What I really need is to look at the block mappings of the underlying lvm --
and see what parts of the FS have been changed due to 'COW'....o
What i'm doing is taking successive daily snapshots that overlap each other and
picking up the differences and putting them into a tiny static volume I'll probably
keep around for a few weeks.
The reason -- is that when mounted under a 'special dir', @GMT-time/date,
Windows will see those "differences" as previous versions of the files --
unlike the windows version, it keeps active snapshots going... lvm isn't quite
so efficient to keep them going for weeks or so.. so I'm only keeping "sparse"
trees of the differences.
The RUB in all of this is making the "difference" -- rsync takes anywhere
from 80-100 minutes running local-local using no compression, and telling it to
NOT try to checksum diffs, or send differences - but whole files only... (as
anything that would do a checksum of the file will take longer than actually
copying the file 2-3 times. It's a 1T partition with usually .8-2.5GB of
change/day. I figure anything would be faster than rsync, which is why
I'm trying to build up a diff-detector.
The resulting 'diff' only takes 30-100 seconds in 'cp' -- that's how little data
is usually there... So I figured if any inodes or blocknumbers or sizes or
timestamps
change, that would be a good basis for finding any builk of changes.
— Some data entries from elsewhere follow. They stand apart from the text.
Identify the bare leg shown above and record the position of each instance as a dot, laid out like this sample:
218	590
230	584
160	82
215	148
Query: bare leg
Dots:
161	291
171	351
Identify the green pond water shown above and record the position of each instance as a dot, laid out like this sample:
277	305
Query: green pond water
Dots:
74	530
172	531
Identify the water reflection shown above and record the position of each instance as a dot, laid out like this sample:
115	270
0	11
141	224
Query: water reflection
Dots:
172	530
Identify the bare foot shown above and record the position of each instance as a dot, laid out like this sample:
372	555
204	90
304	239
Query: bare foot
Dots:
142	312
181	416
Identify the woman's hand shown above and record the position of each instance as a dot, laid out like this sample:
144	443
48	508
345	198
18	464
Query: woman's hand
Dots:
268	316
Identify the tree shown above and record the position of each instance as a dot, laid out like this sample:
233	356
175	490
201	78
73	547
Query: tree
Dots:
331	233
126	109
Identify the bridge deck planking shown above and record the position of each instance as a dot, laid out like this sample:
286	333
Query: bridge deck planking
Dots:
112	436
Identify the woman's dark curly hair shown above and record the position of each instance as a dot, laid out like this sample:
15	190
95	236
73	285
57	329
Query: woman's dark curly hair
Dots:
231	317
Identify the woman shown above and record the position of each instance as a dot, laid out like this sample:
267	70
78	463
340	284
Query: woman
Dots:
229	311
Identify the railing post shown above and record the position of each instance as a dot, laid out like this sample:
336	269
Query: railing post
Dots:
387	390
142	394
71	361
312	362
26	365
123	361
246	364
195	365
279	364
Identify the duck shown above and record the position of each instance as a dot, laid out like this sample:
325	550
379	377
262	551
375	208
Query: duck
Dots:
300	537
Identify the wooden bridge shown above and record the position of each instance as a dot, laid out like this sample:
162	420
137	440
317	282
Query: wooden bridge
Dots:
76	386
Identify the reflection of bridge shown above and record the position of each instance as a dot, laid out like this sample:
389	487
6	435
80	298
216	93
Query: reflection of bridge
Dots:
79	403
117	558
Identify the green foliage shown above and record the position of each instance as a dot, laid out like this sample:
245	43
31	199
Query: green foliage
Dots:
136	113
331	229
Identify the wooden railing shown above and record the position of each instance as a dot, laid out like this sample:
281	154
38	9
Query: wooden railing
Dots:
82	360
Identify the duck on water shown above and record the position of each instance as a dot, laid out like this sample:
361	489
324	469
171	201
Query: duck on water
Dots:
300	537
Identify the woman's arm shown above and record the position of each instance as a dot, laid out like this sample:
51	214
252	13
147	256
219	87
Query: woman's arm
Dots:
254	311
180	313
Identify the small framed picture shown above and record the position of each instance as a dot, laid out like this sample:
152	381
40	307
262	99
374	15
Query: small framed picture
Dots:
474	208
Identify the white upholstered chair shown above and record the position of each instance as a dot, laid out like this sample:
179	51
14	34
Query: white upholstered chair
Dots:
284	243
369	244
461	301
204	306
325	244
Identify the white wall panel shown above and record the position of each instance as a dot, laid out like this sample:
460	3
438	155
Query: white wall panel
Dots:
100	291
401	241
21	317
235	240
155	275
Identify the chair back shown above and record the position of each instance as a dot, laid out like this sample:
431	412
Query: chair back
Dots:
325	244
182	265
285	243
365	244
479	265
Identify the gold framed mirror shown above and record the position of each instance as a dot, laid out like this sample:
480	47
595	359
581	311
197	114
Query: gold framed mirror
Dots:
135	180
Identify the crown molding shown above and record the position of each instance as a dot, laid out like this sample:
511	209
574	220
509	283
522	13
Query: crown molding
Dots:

It's NOT meant to be a backup mechanism, but a convenience mechanism. -- i.e.
It's alot easier to browse to a file on the desktop, and right click and ask
for previous versions than it is to restore the file from daily towerhanoi-xfs
backups.
That's just so much effort, I really have to want the file -- but a right click
and look for yesterday's copy? pretty simple.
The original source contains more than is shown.